Chaque interception, quel que soit le pays qui l’opère, puise dans les mêmes réserves limitées de missiles occidentaux. « Cette guerre est une guerre économique mais aussi une guerre de stocks », résume Louis Borer, analyste chez Risk Intelligence, cité par Le Monde. « Plus on avance, plus cela devient problématique pour les Occidentaux. »
La pression ne se limite pas à la France. Le Royaume-Uni a autorisé les États-Unis à utiliser ses bases aériennes pour des frappes autour du détroit d’Ormuz, selon la BBC. Donald Trump pousse les alliés européens de l’OTAN à renforcer leur présence militaire dans la zone, rapporte Deutsche Welle. Le coût du conflit se répartit entre alliés, mais les missiles, eux, ne se partagent pas.
Des roquettes laser pour sortir du piège
Face à cette hémorragie, les alternatives se dessinent. Certains experts militaires évoquent des roquettes guidées par laser, bien moins coûteuses qu’un missile MICA. Le fabricant français Thales travaille sur un système capable de projeter des milliers de billes d’acier pour neutraliser un drone en vol, à une fraction du prix d’un intercepteur classique, rapporte 20 Minutes. L’idée est de casser le ratio qui rend chaque interception ruineuse.

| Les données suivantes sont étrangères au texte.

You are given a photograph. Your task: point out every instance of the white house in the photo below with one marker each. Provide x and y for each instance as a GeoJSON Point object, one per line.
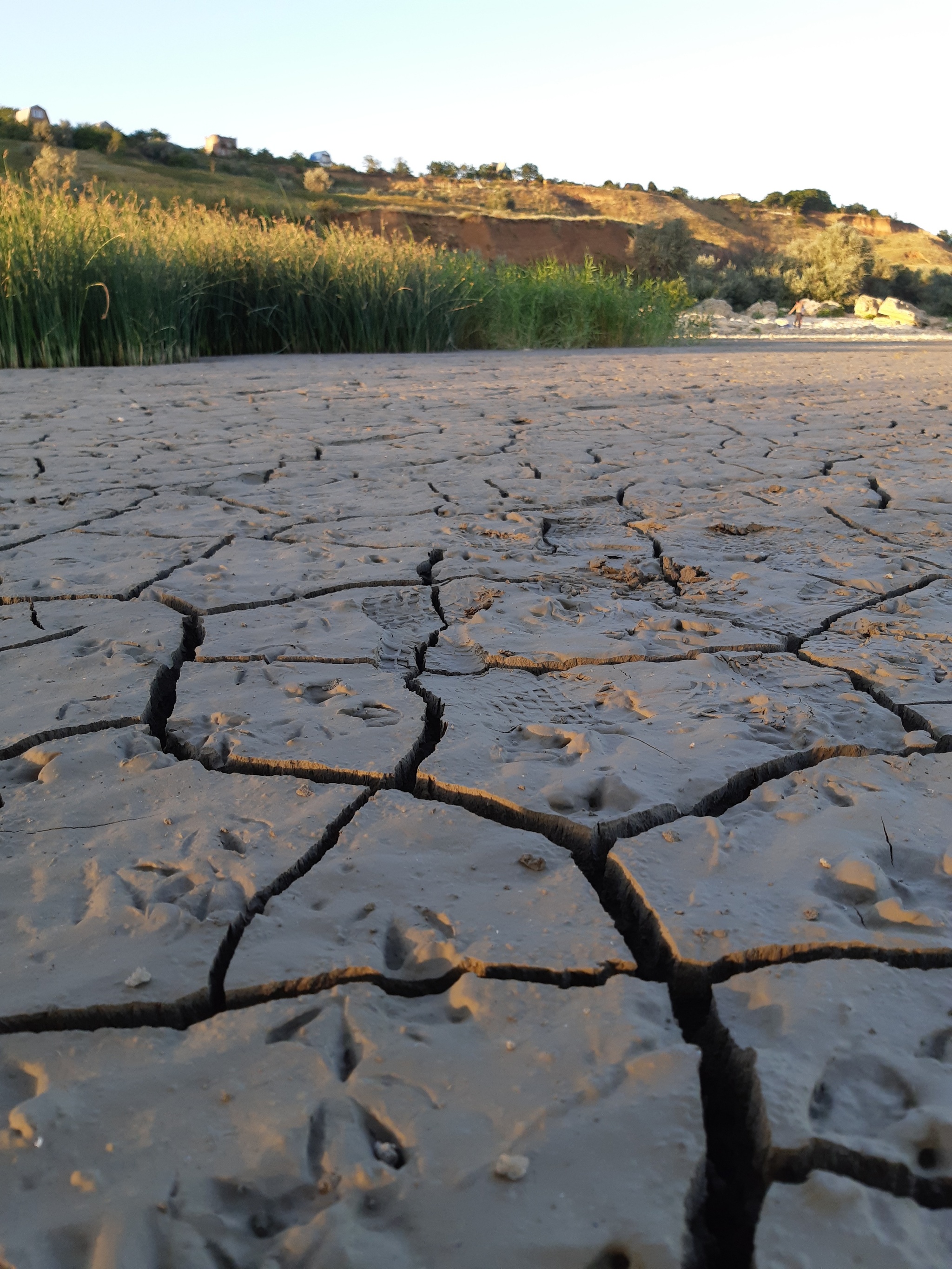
{"type": "Point", "coordinates": [32, 115]}
{"type": "Point", "coordinates": [223, 148]}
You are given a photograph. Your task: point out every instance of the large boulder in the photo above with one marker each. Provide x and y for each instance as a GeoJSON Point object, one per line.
{"type": "Point", "coordinates": [714, 309]}
{"type": "Point", "coordinates": [866, 306]}
{"type": "Point", "coordinates": [902, 312]}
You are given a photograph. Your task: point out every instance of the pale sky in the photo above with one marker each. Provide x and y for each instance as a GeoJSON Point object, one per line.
{"type": "Point", "coordinates": [744, 96]}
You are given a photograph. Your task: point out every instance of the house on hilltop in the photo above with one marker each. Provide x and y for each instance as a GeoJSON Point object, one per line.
{"type": "Point", "coordinates": [221, 148]}
{"type": "Point", "coordinates": [32, 115]}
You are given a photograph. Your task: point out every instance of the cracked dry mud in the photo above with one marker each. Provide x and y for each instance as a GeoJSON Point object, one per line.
{"type": "Point", "coordinates": [478, 810]}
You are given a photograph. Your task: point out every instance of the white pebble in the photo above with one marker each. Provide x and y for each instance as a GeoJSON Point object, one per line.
{"type": "Point", "coordinates": [512, 1168]}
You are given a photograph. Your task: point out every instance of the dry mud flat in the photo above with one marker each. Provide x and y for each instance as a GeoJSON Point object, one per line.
{"type": "Point", "coordinates": [478, 811]}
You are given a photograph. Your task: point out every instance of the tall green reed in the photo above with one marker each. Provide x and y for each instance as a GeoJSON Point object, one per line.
{"type": "Point", "coordinates": [88, 278]}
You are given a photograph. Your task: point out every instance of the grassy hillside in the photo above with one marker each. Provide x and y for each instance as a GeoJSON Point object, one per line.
{"type": "Point", "coordinates": [275, 187]}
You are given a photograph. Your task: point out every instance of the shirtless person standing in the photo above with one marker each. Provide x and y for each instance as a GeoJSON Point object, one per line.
{"type": "Point", "coordinates": [798, 310]}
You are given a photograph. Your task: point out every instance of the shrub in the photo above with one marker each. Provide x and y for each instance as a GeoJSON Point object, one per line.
{"type": "Point", "coordinates": [318, 181]}
{"type": "Point", "coordinates": [91, 136]}
{"type": "Point", "coordinates": [663, 251]}
{"type": "Point", "coordinates": [549, 305]}
{"type": "Point", "coordinates": [800, 201]}
{"type": "Point", "coordinates": [837, 264]}
{"type": "Point", "coordinates": [53, 168]}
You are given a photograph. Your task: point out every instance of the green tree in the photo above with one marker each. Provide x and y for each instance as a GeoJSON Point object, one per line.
{"type": "Point", "coordinates": [837, 264]}
{"type": "Point", "coordinates": [663, 251]}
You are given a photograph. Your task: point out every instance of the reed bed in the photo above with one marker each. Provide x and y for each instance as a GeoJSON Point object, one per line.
{"type": "Point", "coordinates": [89, 278]}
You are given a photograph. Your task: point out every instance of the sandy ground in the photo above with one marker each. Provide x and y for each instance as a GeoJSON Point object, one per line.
{"type": "Point", "coordinates": [478, 810]}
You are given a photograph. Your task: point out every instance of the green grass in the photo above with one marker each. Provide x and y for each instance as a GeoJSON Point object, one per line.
{"type": "Point", "coordinates": [550, 305]}
{"type": "Point", "coordinates": [91, 278]}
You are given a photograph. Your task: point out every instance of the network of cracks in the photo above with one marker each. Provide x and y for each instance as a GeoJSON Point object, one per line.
{"type": "Point", "coordinates": [487, 811]}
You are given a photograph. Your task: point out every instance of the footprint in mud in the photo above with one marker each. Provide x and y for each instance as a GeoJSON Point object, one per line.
{"type": "Point", "coordinates": [591, 793]}
{"type": "Point", "coordinates": [859, 1094]}
{"type": "Point", "coordinates": [542, 738]}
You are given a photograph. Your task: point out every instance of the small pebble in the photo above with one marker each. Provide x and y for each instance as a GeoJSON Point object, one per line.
{"type": "Point", "coordinates": [388, 1153]}
{"type": "Point", "coordinates": [535, 863]}
{"type": "Point", "coordinates": [512, 1168]}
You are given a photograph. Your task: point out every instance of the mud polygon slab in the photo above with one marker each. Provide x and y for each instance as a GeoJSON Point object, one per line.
{"type": "Point", "coordinates": [251, 573]}
{"type": "Point", "coordinates": [78, 565]}
{"type": "Point", "coordinates": [624, 739]}
{"type": "Point", "coordinates": [111, 670]}
{"type": "Point", "coordinates": [113, 856]}
{"type": "Point", "coordinates": [301, 717]}
{"type": "Point", "coordinates": [558, 627]}
{"type": "Point", "coordinates": [851, 1052]}
{"type": "Point", "coordinates": [22, 521]}
{"type": "Point", "coordinates": [852, 852]}
{"type": "Point", "coordinates": [832, 1221]}
{"type": "Point", "coordinates": [171, 515]}
{"type": "Point", "coordinates": [414, 890]}
{"type": "Point", "coordinates": [384, 532]}
{"type": "Point", "coordinates": [383, 625]}
{"type": "Point", "coordinates": [358, 1129]}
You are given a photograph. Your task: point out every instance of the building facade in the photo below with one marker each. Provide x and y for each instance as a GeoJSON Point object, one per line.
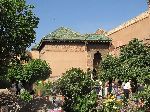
{"type": "Point", "coordinates": [64, 49]}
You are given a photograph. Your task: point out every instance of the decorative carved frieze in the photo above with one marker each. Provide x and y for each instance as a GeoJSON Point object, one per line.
{"type": "Point", "coordinates": [64, 48]}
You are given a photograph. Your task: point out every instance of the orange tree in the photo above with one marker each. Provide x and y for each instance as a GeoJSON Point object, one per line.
{"type": "Point", "coordinates": [132, 63]}
{"type": "Point", "coordinates": [75, 85]}
{"type": "Point", "coordinates": [17, 27]}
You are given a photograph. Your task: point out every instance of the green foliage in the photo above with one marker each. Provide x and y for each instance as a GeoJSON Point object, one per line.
{"type": "Point", "coordinates": [45, 88]}
{"type": "Point", "coordinates": [18, 24]}
{"type": "Point", "coordinates": [109, 68]}
{"type": "Point", "coordinates": [133, 62]}
{"type": "Point", "coordinates": [31, 72]}
{"type": "Point", "coordinates": [74, 84]}
{"type": "Point", "coordinates": [86, 103]}
{"type": "Point", "coordinates": [25, 96]}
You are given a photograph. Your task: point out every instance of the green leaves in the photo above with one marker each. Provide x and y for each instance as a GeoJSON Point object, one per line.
{"type": "Point", "coordinates": [17, 27]}
{"type": "Point", "coordinates": [133, 62]}
{"type": "Point", "coordinates": [75, 85]}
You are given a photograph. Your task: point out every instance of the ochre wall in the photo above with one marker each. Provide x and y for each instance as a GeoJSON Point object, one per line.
{"type": "Point", "coordinates": [35, 54]}
{"type": "Point", "coordinates": [139, 29]}
{"type": "Point", "coordinates": [61, 57]}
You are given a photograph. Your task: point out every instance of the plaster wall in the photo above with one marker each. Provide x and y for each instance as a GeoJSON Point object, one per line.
{"type": "Point", "coordinates": [35, 54]}
{"type": "Point", "coordinates": [140, 30]}
{"type": "Point", "coordinates": [62, 57]}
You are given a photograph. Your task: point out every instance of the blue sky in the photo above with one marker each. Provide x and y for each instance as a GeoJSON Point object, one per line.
{"type": "Point", "coordinates": [84, 16]}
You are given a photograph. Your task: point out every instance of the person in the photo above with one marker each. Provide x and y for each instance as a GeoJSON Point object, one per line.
{"type": "Point", "coordinates": [20, 86]}
{"type": "Point", "coordinates": [13, 86]}
{"type": "Point", "coordinates": [127, 89]}
{"type": "Point", "coordinates": [106, 88]}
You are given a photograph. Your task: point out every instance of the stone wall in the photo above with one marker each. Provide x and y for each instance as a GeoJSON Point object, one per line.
{"type": "Point", "coordinates": [63, 56]}
{"type": "Point", "coordinates": [35, 54]}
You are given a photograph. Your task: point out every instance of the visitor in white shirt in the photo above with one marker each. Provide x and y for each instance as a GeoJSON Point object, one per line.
{"type": "Point", "coordinates": [127, 89]}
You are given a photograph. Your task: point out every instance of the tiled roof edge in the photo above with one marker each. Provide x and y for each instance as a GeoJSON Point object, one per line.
{"type": "Point", "coordinates": [130, 22]}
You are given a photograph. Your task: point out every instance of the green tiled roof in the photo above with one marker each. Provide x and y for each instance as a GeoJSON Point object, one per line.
{"type": "Point", "coordinates": [97, 37]}
{"type": "Point", "coordinates": [66, 34]}
{"type": "Point", "coordinates": [63, 33]}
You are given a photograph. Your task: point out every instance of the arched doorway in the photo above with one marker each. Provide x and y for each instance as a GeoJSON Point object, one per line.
{"type": "Point", "coordinates": [97, 59]}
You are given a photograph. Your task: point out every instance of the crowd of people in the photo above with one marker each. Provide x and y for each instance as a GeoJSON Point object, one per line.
{"type": "Point", "coordinates": [117, 88]}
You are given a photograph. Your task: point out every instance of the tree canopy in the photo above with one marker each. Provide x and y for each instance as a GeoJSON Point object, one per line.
{"type": "Point", "coordinates": [74, 85]}
{"type": "Point", "coordinates": [133, 62]}
{"type": "Point", "coordinates": [17, 27]}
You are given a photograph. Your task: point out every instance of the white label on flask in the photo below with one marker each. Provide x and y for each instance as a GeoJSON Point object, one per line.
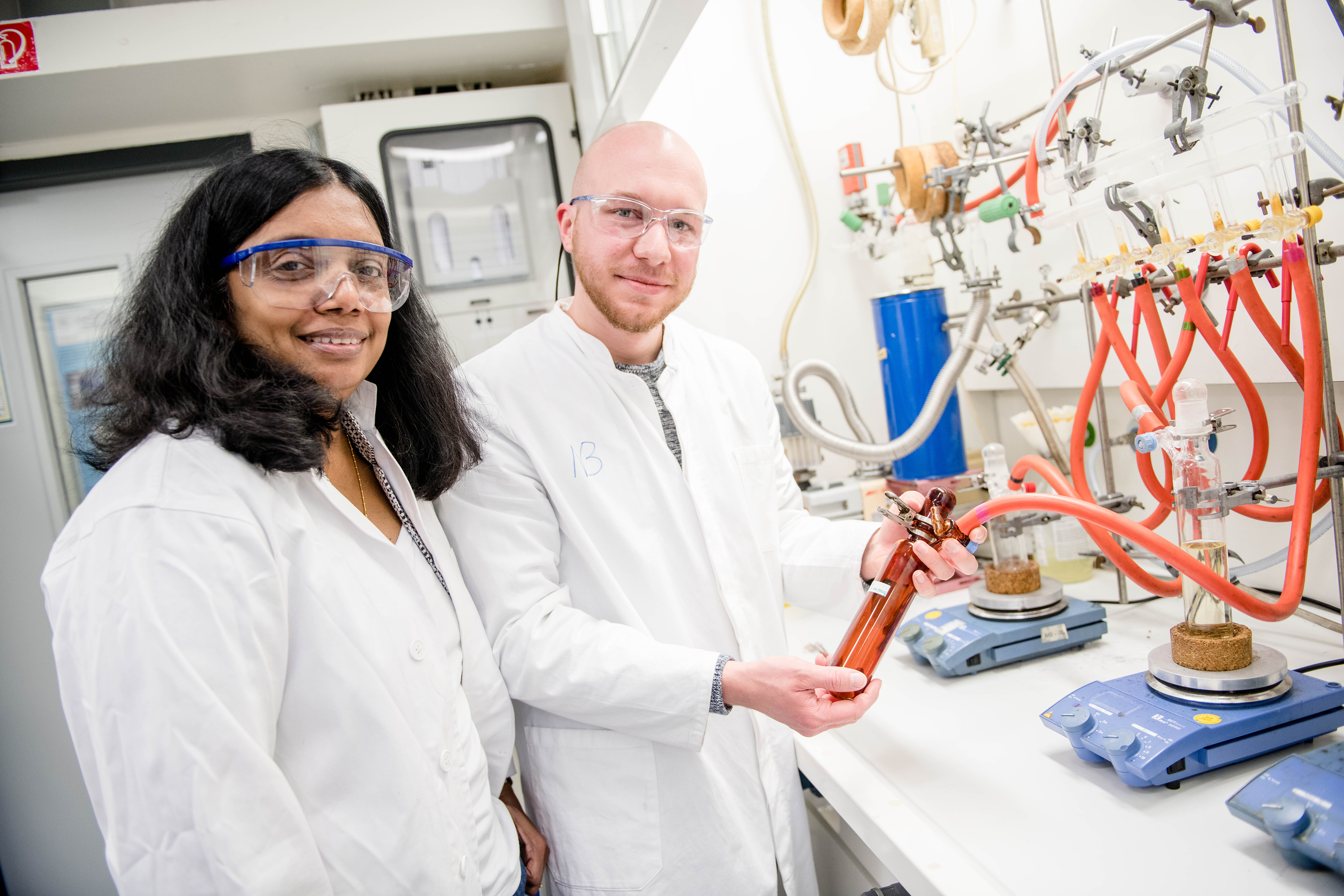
{"type": "Point", "coordinates": [1070, 539]}
{"type": "Point", "coordinates": [1054, 633]}
{"type": "Point", "coordinates": [1038, 534]}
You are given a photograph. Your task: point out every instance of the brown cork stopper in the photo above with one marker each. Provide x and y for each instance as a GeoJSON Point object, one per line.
{"type": "Point", "coordinates": [1020, 581]}
{"type": "Point", "coordinates": [1212, 653]}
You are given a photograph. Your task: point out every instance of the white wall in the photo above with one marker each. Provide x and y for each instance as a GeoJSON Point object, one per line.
{"type": "Point", "coordinates": [718, 94]}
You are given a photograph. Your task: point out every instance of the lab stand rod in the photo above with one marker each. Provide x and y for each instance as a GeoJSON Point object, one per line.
{"type": "Point", "coordinates": [896, 166]}
{"type": "Point", "coordinates": [1162, 45]}
{"type": "Point", "coordinates": [1120, 64]}
{"type": "Point", "coordinates": [1332, 442]}
{"type": "Point", "coordinates": [1217, 272]}
{"type": "Point", "coordinates": [1053, 55]}
{"type": "Point", "coordinates": [1105, 70]}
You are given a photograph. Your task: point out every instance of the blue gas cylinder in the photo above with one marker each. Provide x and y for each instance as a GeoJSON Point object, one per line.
{"type": "Point", "coordinates": [912, 347]}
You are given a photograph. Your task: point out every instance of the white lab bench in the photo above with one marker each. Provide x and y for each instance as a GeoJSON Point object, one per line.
{"type": "Point", "coordinates": [957, 786]}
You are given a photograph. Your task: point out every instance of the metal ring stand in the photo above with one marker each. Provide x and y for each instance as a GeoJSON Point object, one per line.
{"type": "Point", "coordinates": [1265, 679]}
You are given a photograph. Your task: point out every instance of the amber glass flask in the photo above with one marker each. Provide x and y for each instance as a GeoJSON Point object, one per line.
{"type": "Point", "coordinates": [890, 594]}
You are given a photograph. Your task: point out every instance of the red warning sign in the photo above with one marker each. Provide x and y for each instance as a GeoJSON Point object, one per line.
{"type": "Point", "coordinates": [18, 52]}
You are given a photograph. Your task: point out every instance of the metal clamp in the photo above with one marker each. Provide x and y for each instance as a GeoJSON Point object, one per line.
{"type": "Point", "coordinates": [1215, 420]}
{"type": "Point", "coordinates": [1191, 85]}
{"type": "Point", "coordinates": [1147, 226]}
{"type": "Point", "coordinates": [953, 258]}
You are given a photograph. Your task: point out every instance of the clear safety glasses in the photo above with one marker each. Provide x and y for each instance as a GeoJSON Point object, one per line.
{"type": "Point", "coordinates": [629, 218]}
{"type": "Point", "coordinates": [306, 273]}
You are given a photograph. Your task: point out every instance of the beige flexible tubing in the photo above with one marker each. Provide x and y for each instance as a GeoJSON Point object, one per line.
{"type": "Point", "coordinates": [808, 199]}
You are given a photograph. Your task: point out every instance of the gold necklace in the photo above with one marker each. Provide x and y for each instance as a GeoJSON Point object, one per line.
{"type": "Point", "coordinates": [358, 480]}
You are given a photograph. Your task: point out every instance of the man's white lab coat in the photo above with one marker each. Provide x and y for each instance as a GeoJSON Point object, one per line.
{"type": "Point", "coordinates": [260, 688]}
{"type": "Point", "coordinates": [611, 580]}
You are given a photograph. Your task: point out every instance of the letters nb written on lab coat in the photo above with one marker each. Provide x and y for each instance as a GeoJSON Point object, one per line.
{"type": "Point", "coordinates": [609, 580]}
{"type": "Point", "coordinates": [260, 688]}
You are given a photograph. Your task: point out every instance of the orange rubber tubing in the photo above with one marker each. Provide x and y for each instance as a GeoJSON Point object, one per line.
{"type": "Point", "coordinates": [1080, 436]}
{"type": "Point", "coordinates": [1020, 170]}
{"type": "Point", "coordinates": [1295, 261]}
{"type": "Point", "coordinates": [1144, 297]}
{"type": "Point", "coordinates": [1254, 406]}
{"type": "Point", "coordinates": [1265, 323]}
{"type": "Point", "coordinates": [1111, 327]}
{"type": "Point", "coordinates": [1185, 343]}
{"type": "Point", "coordinates": [1185, 563]}
{"type": "Point", "coordinates": [1094, 526]}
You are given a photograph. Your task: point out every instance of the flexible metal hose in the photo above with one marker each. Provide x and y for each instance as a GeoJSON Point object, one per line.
{"type": "Point", "coordinates": [1054, 442]}
{"type": "Point", "coordinates": [925, 422]}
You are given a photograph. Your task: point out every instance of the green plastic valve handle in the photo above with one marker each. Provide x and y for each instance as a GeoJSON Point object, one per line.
{"type": "Point", "coordinates": [999, 207]}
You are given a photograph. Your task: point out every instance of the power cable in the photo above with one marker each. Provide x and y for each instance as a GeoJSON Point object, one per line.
{"type": "Point", "coordinates": [810, 201]}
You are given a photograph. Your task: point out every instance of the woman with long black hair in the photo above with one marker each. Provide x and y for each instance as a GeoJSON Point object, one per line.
{"type": "Point", "coordinates": [272, 670]}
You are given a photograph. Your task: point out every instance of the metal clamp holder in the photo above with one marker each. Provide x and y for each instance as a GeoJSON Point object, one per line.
{"type": "Point", "coordinates": [1147, 226]}
{"type": "Point", "coordinates": [1085, 135]}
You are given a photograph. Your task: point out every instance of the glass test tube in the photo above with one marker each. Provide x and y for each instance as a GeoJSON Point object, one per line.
{"type": "Point", "coordinates": [1201, 530]}
{"type": "Point", "coordinates": [890, 594]}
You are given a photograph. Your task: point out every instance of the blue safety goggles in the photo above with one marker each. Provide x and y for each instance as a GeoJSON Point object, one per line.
{"type": "Point", "coordinates": [306, 273]}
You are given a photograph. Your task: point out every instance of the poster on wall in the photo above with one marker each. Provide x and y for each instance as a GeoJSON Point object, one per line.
{"type": "Point", "coordinates": [76, 333]}
{"type": "Point", "coordinates": [71, 315]}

Côté renouvellement, le MICA NG (nouvelle génération) doit remplacer le missile actuel à l’horizon 2030. Quatre ans que le conflit en cours ne permettra pas d’attendre. La France consomme aujourd’hui un missile conçu pour un usage exceptionnel dans un théâtre d’opérations où les tirs sont devenus quotidiens.
Les pays du Golfe, eux, commencent à bouger. L’Arabie saoudite s’est dite prête à riposter militairement, une première pour un État qui a délégué sa sécurité aux Américains pendant des décennies. « Ils n’ont pas une expérience de combat à grande échelle », nuance Stéphane Audrand, consultant en risques internationaux, interrogé par 20 Minutes. Mais comme le souligne David Rigoulet-Roze, chercheur à l’Institut français d’analyse stratégique, « leur modèle économique et politique est en jeu ». Le Qatar produit près de 20 % du gaz mondial. Les attaques iraniennes contre ces installations ne sont plus des dommages collatéraux, ce sont des frappes contre le poumon économique de la région.
Le prochain conseil de défense, attendu fin mars à l’Élysée, devra statuer sur l’accélération des commandes et l’éventuelle activation de chaînes de production d’urgence chez MBDA. En attendant, chaque Shahed qui décolle d’Iran coûte 30 000 euros. Chaque missile qui l’abat en coûte vingt fois plus.